Sending a message to the channel

# One of the receivers waiting on `key` receives the message.
# If there is no receiver, the message is stored and execution continues.
# A receiver can arrive later and fetch the message.
message -> jsonChannel, key; 

Receiving a message from the channel with the given key

# Execution waits here if the message is not available.
json result <- jsonChannel, key;

Introduction of Abstract Objects

An abstract object is identified by the abstract keyword. Abstract objects only describe the type of each field and method, they do not describe the implementation of methods. An abstract object type should not have an object constructor method and cannot be initialized using the object initializer. Abstract objects do not have an implicit initial value.
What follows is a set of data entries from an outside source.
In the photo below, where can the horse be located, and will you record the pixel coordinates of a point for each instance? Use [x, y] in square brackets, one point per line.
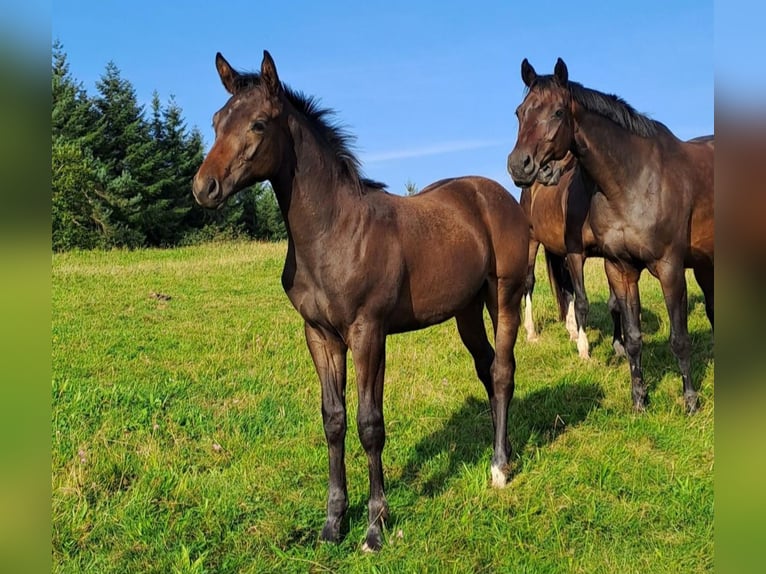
[362, 263]
[557, 205]
[653, 208]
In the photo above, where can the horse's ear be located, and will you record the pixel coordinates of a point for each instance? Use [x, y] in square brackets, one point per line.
[528, 74]
[269, 73]
[228, 74]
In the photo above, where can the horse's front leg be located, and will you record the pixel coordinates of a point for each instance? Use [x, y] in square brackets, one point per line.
[329, 355]
[529, 322]
[368, 347]
[576, 262]
[671, 274]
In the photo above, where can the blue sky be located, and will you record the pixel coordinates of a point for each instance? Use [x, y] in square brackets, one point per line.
[429, 89]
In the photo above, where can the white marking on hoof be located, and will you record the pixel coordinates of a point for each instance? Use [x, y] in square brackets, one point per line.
[529, 323]
[582, 344]
[498, 478]
[571, 322]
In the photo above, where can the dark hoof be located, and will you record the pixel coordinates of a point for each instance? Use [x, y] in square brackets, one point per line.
[692, 402]
[374, 541]
[640, 399]
[330, 532]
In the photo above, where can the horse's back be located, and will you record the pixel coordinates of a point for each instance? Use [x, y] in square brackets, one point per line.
[484, 208]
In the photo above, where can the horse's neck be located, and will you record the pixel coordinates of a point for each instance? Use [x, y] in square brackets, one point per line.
[310, 197]
[608, 152]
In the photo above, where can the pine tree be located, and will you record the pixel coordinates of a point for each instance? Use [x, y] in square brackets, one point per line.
[122, 143]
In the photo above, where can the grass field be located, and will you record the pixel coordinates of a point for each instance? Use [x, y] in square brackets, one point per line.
[187, 435]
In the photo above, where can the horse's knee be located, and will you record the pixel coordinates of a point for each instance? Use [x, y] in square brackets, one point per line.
[372, 433]
[582, 307]
[633, 342]
[680, 345]
[529, 284]
[335, 426]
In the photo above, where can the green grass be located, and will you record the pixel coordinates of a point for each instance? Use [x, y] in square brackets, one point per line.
[187, 434]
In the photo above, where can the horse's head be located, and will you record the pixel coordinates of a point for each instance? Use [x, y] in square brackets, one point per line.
[248, 134]
[546, 128]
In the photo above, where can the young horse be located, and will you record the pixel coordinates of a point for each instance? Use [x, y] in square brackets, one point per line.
[653, 207]
[362, 263]
[557, 205]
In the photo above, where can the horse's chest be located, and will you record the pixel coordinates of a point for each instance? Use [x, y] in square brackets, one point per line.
[618, 234]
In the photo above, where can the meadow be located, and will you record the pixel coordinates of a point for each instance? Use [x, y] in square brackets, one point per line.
[187, 435]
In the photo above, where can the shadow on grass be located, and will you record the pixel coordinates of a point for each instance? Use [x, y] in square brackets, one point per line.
[466, 438]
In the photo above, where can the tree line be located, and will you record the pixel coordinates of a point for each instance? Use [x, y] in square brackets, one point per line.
[121, 174]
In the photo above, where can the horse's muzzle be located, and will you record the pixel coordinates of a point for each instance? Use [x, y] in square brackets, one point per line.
[522, 168]
[207, 191]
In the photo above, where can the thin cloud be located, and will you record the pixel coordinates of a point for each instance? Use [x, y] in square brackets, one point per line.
[428, 150]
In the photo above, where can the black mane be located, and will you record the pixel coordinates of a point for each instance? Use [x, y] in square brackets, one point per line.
[607, 105]
[332, 133]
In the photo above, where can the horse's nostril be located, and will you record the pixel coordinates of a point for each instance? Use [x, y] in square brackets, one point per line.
[213, 189]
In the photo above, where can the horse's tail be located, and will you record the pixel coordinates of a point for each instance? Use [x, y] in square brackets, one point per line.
[560, 280]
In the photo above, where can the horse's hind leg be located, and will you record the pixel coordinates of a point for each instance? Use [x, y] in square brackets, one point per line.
[529, 322]
[673, 280]
[703, 273]
[504, 302]
[368, 347]
[623, 280]
[614, 310]
[470, 325]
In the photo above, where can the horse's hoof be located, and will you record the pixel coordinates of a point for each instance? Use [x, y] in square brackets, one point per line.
[692, 403]
[330, 533]
[498, 478]
[374, 540]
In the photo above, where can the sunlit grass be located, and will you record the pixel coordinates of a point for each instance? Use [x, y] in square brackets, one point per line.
[187, 434]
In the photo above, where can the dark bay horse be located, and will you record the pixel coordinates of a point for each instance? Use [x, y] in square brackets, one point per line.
[557, 205]
[362, 263]
[653, 208]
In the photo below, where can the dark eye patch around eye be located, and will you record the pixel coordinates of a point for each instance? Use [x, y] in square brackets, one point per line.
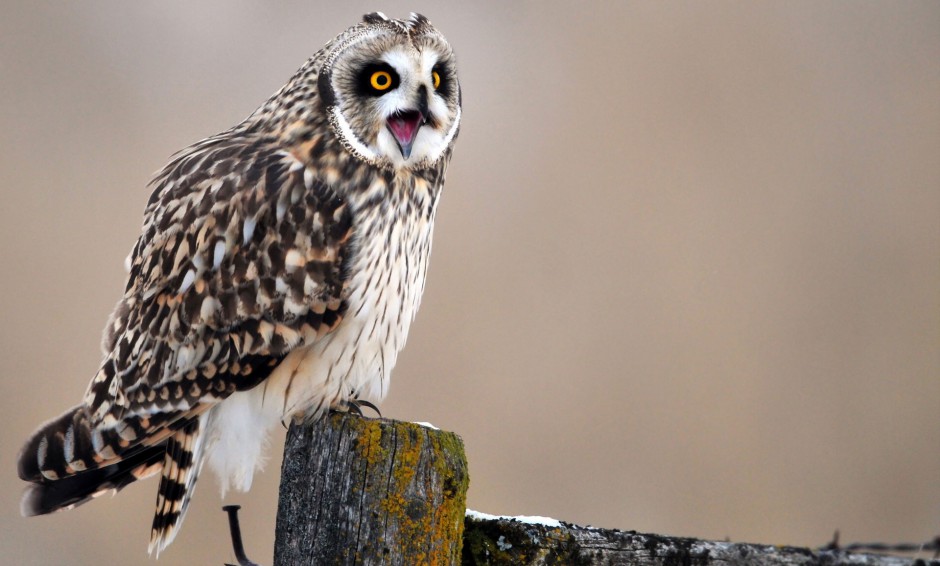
[442, 72]
[364, 79]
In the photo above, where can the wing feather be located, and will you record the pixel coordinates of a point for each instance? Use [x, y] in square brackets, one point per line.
[242, 258]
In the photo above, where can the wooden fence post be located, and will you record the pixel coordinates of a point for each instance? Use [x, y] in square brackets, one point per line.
[370, 491]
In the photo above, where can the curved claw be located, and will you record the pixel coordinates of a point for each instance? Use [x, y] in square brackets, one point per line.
[359, 403]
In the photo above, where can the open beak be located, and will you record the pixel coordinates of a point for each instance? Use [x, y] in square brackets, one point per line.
[404, 125]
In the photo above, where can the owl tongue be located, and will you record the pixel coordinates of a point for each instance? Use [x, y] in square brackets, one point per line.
[404, 126]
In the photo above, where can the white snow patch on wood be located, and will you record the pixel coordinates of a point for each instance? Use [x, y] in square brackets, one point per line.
[530, 519]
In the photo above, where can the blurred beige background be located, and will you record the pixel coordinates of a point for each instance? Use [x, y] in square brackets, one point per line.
[686, 273]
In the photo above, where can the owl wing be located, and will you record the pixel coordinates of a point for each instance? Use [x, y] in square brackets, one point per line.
[241, 259]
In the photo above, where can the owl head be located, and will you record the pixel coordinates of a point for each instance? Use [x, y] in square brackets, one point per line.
[390, 90]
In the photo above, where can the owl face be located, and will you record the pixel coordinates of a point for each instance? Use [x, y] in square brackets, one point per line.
[391, 92]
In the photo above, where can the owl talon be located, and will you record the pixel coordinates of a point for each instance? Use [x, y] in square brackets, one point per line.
[359, 404]
[236, 532]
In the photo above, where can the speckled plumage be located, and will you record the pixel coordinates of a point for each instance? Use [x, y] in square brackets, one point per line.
[278, 271]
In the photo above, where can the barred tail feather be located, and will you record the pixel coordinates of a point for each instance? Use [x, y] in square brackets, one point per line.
[71, 460]
[181, 465]
[48, 496]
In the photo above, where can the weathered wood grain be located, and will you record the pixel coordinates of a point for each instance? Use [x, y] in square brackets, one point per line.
[370, 491]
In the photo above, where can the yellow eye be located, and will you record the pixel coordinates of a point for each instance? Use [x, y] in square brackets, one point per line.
[380, 80]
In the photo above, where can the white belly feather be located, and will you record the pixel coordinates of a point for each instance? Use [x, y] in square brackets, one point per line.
[356, 359]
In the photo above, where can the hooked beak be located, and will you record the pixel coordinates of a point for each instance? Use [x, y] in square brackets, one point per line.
[404, 126]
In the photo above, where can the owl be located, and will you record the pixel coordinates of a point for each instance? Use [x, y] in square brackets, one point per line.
[279, 267]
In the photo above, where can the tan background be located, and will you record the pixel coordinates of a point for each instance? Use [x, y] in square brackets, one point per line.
[686, 274]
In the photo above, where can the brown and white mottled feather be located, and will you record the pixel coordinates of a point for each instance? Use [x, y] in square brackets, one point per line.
[277, 273]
public type Foo abstract object {
    public string name;
    public int id;

    function getName() returns string;

    function getID() returns int;
};

Introduction of Record Iteration Support

Records are now iterable, and the foreach statement and iterable operations can now be used with records. When iterating a record, one can either iterate over the fields (i.e., field name and value) or iterate only over the field values.

type Person record {
    string name;
    int age;
    string address;
};

The foreach statement can be used with an instance of this record as follows:

foreach field, value in person {
    io:println(field + " : " + <string>value);
}

The foreach statement can be used to iterate only over the field values as follows:

foreach value in person {
    io:println(value);
}

Changes to the "main" Function

Based on the latest changes, the main function has to be marked public and can return an int.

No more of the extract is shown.